Больше, чем любовница | страница 80



На бис она исполняла веселую и незатейливую «Робин Адер». Трешем же думал о том, что завтра, наверное, будет подтрунивать над Джейн, но сегодня он мог лишь восхищаться ею.

Когда выступление закончилось, Джейн быстро направилась к двери. Ока полагала, что ей не место среди гостей – ведь настало время ужина. Но Фердинанд неожиданно преградил ей дорогу.

– Мисс Инглби, – проговорил он с искренней улыбкой, – вы замечательно поете. Я восхищен. Разрешите проводить вас в столовую.

Фердинанд снова улыбнулся и с поклоном предложил девушке руку. Он умел быть обаятельным, когда забывал о лошадях, охоте и нелепых пари в клубе.

Джоселин пришел в ярость, абсолютно неуместную в данный момент.

Джейн бормотала извинения, она пыталась найти предлог для отказа. Но тут выяснилось, что не только Фердинанд ею заинтересовался. Девушку окружили дамы и джентльмены. Ее положение в Дадли-Хаусе, а также обстоятельства, при которых она поступила на службу, несомненно, заинтриговали тек, кто не мог жить без сплетен и скандалов. Но Джоселин понимал: не одним лишь скандальным появлением в доме Джейн заслужила такое внимание. Было очевидно, что гости искренне восхищались ее необыкновенно красивым и чистым голосом. И снова Джоселин вернулся к мысли, весь день его смущавшей… Еще ночью, едва услышав пение Джейн, он должен был понять: голос ее не только чистый и красивый от природы, но и прекрасно поставленный. Воспитанницы приюта не обладают такими голосами, даже если это лучший из приютов.

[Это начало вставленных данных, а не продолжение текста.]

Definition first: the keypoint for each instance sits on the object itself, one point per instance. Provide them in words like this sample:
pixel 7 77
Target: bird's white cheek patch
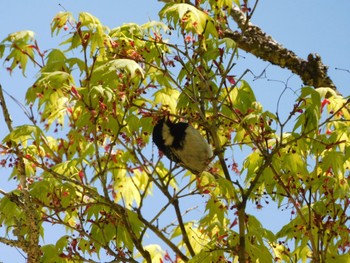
pixel 168 138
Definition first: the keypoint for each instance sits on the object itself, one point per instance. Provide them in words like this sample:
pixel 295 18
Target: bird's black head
pixel 167 134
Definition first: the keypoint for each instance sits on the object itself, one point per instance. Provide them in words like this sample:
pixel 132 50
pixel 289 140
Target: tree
pixel 85 160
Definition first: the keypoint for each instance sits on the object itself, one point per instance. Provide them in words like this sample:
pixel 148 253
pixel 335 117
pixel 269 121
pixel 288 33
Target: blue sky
pixel 313 26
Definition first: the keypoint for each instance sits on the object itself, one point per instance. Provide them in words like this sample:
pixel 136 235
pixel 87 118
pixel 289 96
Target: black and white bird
pixel 183 144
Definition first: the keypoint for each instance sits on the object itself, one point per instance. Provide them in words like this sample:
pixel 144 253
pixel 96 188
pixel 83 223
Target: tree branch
pixel 253 40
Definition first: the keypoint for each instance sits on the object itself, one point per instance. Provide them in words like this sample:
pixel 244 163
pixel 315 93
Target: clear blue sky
pixel 303 26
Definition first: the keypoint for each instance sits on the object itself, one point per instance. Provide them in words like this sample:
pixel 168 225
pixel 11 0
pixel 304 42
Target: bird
pixel 183 144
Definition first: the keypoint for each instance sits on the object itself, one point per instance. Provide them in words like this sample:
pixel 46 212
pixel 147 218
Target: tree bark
pixel 253 40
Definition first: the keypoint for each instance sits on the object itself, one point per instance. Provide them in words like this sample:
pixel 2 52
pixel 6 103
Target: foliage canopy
pixel 86 162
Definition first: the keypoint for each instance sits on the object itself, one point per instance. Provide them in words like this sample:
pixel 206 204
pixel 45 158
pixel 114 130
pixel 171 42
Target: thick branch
pixel 253 40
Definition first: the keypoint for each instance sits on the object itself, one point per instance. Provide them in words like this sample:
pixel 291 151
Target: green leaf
pixel 192 19
pixel 21 134
pixel 59 21
pixel 167 97
pixel 121 64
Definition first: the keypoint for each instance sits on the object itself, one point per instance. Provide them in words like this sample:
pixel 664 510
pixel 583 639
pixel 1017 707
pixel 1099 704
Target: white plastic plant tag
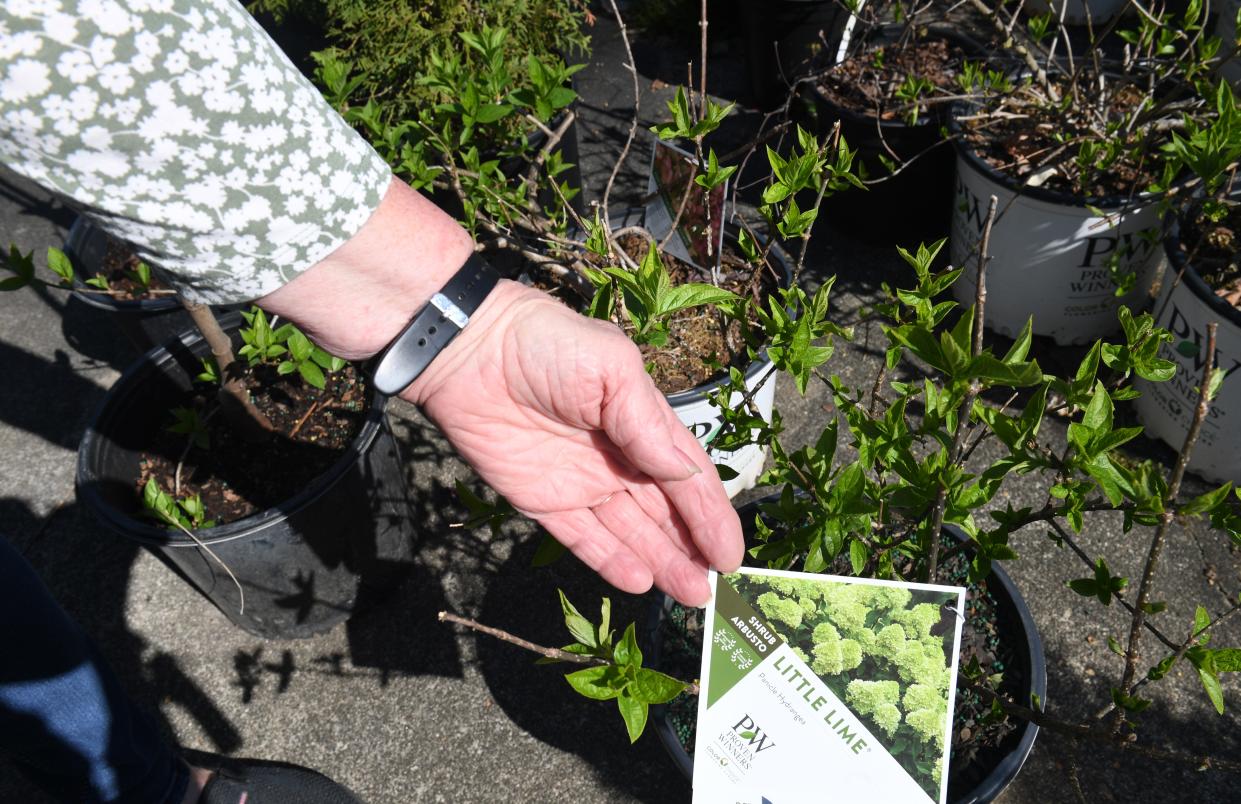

Фердинанд повел девушку в столовую, а по правую руку от нее шел лорд Хейуорд, рассуждавший о «Мессии» Генделя. Джоселин же вернулся к обязанностям хозяина и на время потерял Джейн из виду.

Учитель пения, которого отец Джейн нанял специально для дочери, не раз высказывал мнение, что она могла бы стать профессиональной певицей, если бы захотела, выступать в Милане, в Вене, в «Ковент-Гардене» <Оперный театр в Лондоне> – где бы ни пожелала.

* * *

Но отец заявил, что для дочери графа подобная карьера – дело немыслимое, и Джейн не возражала. Она вовсе не стремилась завоевать признание публики и купаться в лучах славы. Она пела потону, что любила петь и ей нравилось развлекать гостей и родственников.

Но успех в Дадли-Хаусе стал для нее искушением, и она не могла этого не признать. Весь дом чудесным образом преобразился при свете сотен свечей и при обилии ваз с роскошными, искусно составленными букетами; теперь он походил на волшебную страну грез. И в этой волшебной стране все были добры к ней, все ей улыбались. В столовой многие подходили к Джейн, чтобы выразить восхищение ее пением, а некоторые из гостей пытались вызвать ее на более обстоятельный разговор.